Illinois couples opting for divorce may be concerned about the financial impacts of ending a marriage. From asset and property division to spousal support, the monetary impact of divorce can be substantial and stressful. Each partner’s finances can experience severe changes, from splitting one household into two to dividing retirement funds. However, there is another major financial concern in a divorce: changes in tax filing can have a significant impact on each partner in the years to come.
Tax filings the year after a divorce is finalized must reflect the change of status. If the divorce was made final before December 31 of a given year, tax filings for that year should be done separately before April 15 of the next year. On the other hand, if a divorce is finalized in the new year or the parties are merely separated, they can continue to file a joint return or choose the option of married filing separately.
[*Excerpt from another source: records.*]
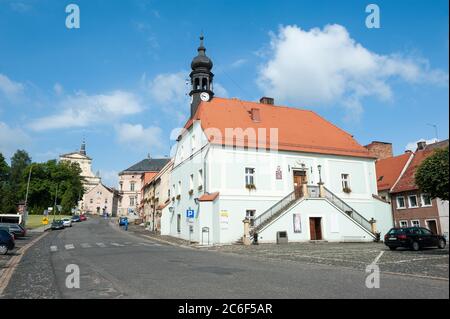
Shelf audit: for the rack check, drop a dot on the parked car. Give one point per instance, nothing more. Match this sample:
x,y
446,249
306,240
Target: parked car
x,y
67,222
6,242
57,224
16,229
414,238
122,220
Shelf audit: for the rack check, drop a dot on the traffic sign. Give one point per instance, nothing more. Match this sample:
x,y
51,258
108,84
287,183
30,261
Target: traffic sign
x,y
190,213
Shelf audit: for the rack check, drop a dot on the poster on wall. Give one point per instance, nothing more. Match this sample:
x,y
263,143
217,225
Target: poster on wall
x,y
297,223
223,219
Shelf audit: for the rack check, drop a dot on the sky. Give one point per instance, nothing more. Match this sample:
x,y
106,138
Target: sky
x,y
119,80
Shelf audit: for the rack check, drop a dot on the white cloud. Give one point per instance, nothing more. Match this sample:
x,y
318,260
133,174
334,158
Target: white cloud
x,y
327,67
9,88
82,110
138,137
12,139
412,146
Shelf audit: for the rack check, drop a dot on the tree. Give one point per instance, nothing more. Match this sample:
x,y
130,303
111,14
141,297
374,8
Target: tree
x,y
432,176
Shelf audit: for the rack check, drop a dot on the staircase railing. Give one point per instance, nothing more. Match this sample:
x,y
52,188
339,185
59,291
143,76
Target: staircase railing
x,y
347,209
275,209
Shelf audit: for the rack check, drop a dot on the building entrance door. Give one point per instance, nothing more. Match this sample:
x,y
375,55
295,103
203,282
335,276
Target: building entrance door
x,y
299,180
315,228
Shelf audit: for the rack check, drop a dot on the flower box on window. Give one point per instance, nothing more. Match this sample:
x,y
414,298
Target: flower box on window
x,y
347,190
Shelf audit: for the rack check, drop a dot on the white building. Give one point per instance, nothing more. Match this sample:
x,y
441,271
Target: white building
x,y
238,159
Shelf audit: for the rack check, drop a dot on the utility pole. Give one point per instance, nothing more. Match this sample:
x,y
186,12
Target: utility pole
x,y
26,197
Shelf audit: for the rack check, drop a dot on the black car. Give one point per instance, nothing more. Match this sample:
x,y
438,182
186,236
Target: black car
x,y
414,238
6,242
57,224
16,229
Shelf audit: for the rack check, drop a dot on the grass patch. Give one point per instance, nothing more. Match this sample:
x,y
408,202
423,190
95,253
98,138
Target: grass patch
x,y
36,220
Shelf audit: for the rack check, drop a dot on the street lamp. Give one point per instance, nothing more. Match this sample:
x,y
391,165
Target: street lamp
x,y
319,167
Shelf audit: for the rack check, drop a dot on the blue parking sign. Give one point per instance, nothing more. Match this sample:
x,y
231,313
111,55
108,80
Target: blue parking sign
x,y
190,213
Tax implications are also important for divorcing couples who are parents. Only one parent can claim the tax exemption for a dependent child. Most of the time, the exemption is claimed by the primary custodial parent who has the child in their care for the largest percentage of time. However, the other parent could claim the exemption if the primary custody parent signs a waiver. Agreeing on tax exemptions for the children can be part of a divorce settlement.
There are also other issues related to taxation after divorce, including the handling of spousal support and the aftermath of asset transfers and division in the settlement. A family law attorney can provide strong representation in these matters as well as advice on dealing with the ongoing financial and taxation repercussions of a divorce.